Half Buried

She lived on one of the Florida barrier islands in the Gulf of Mexico. Being an artist allowed her to chose the time of day to take her walks. On this September day, shortly after one of the yearly Hurricanes had moved by, she went to the beach in the middle of the afternoon. It had been littered with all sorts of debris that the big waves had carried in and tossed on to the white sugar sand. The powerful water had floated things way up into the dunes, deposited them between the clumps of seaoates.

As she walked along, careful not to step on something sharp or pointed with her bare feet, enjoying the high puffy clouds in the bright sky, something red caught her eye. She stepped over some dead blowfish, wads of seagrass and the remains of a washed up dock, all twisted, nails sticking out from the boards. The red thing lay half buried beside one of the stumps of old trees that had turned silver and had an odd alive look. A little menacing really. She did feel uncomfortable stepping between them. She pried the object loose, wiped the clinging sand off and marveled at the pretty thing she had found.

Red embellished book box

— Red embellished book box —

A book, no, a diary with a lock on it. It seemed in pretty good shape, a little moist perhaps. This was going to be fun. All sorts of possibilities went through her mind, and she felt also a small twinge of guilt. A diary is somebody’s most private possession, not to be read by another person. But this one looked abandoned, lost. Maybe she could find the owner's name and address inside, if so, she decided not to read it just out of respect for this unwritten law.

It Snapped With A Tiny Sound

After her walk she put the diary down on her painted table on the porch. How could she open it without destroying the lock? She inspected it closer. A few barnacles had settled into the ridge on the side of it, so it must have been in the water for some time. The hairpin she tried on the lock did not yield any result. She tried several other objects and at last succeeded with a bent paperclip. It snapped with a tiny sound.

Her heart pounded suddenly in her neck. Quickly she opened the cover. It was really a flat box, tightly sealed, with a small book inside. The book was very dry. A feather, tooled in leather, graced front and back of it, the pages gleamed with a gold cut. A dark green silk ribbon marked the last page near the end of the book. She opened it carefully on the marked page. A beautiful feather in all the colors of the rainbow, iridescent, shimmering with small dots, lay on the page. She did not dare touch it, it looked fragile. What kind of bird it must have belonged to...

Rainbow colored feather

Now The Words Came Out Clearly

A small sound of joy escaped her. Careful, as not to damage it, she closed the book and opened the cover to the first page. Blank. The second page. The tiniest handwriting greeted her. Too tiny to read unaided. She went to her studio to hold the book under her magnifying light. She could almost decipher the letters, but they seemed incoherent and reversed, only symbols without meaning. Puzzled, she laid the book down on her drawing table, the second page still open.

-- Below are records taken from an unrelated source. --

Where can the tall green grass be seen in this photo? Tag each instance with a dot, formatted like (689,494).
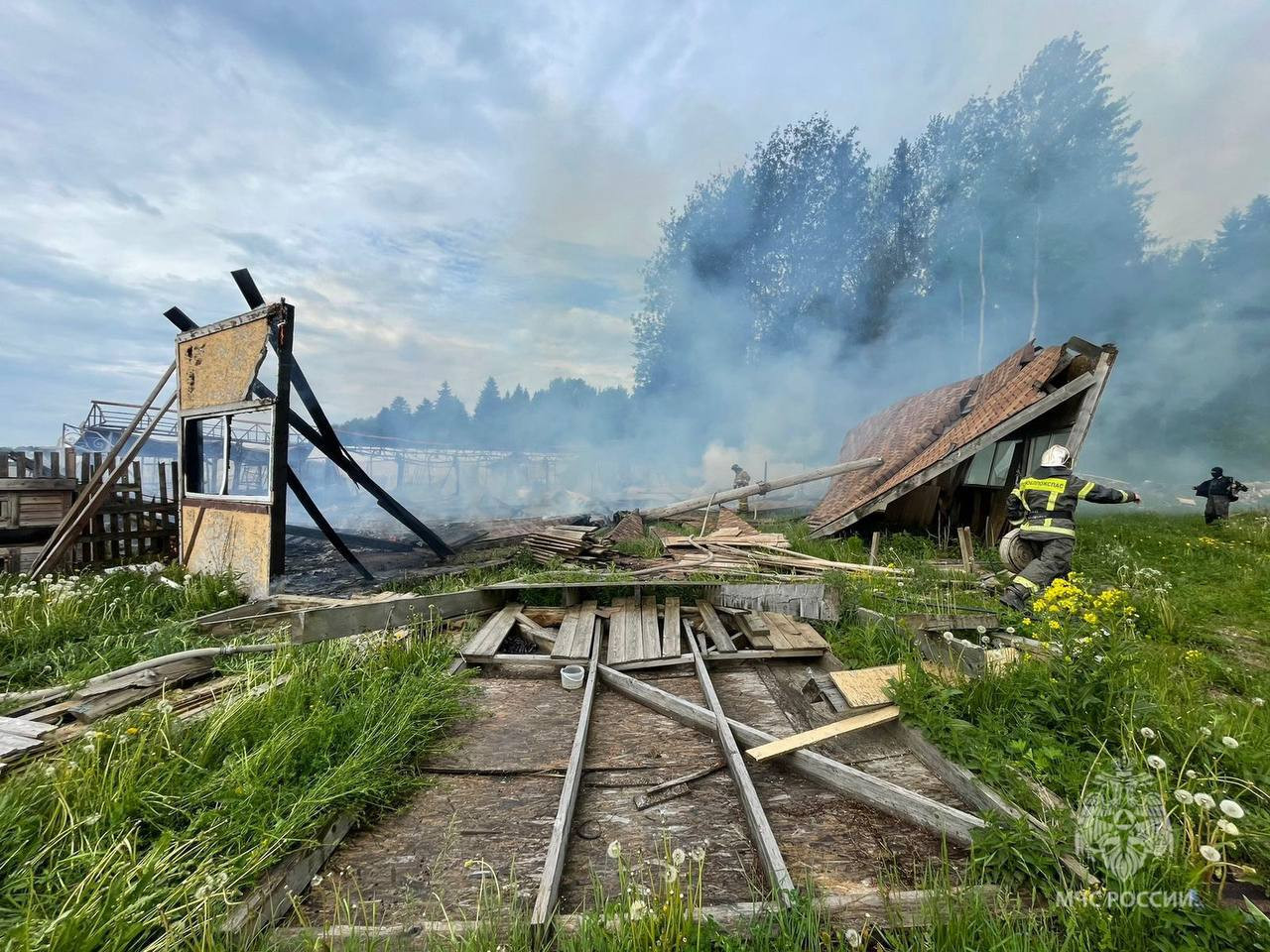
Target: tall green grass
(73,627)
(141,834)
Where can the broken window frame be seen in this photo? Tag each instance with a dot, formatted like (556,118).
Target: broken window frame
(194,458)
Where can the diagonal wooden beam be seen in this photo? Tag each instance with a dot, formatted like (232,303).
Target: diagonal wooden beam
(858,785)
(760,829)
(964,452)
(553,867)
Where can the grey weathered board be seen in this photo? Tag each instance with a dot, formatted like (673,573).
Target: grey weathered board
(485,642)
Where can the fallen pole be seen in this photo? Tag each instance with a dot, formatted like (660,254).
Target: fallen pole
(860,785)
(760,489)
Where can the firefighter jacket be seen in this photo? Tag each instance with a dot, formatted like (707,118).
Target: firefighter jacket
(1043,506)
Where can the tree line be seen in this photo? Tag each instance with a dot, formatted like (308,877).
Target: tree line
(1021,214)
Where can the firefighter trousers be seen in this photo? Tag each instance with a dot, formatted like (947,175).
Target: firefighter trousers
(1052,561)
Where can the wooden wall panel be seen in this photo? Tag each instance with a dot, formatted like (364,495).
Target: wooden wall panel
(231,538)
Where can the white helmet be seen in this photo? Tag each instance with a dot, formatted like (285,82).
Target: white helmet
(1056,456)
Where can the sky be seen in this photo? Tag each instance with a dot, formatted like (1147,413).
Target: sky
(448,190)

As she looked over the table into the mirror that she used to check out drawings for mistakes which revealed themselves sometimes that way in the mirror image, an idea came slowly. What if she looked at the writing in the mirror, maybe it was that simple. And so she tried, but she had to get a handheld magnifying glass to read the writing in the mirror.

Now the words came out clearly. The writing began on the right side of the page, ending on the inside. The whole book started in the back where the feather and the ribbon marked the page. The text filled all these pages evenly. No dates. No indication where it came from. She decided that it was all right then to read it. She set up the mirror in a comfortable position, held the magnifying glass in front of it and started to read.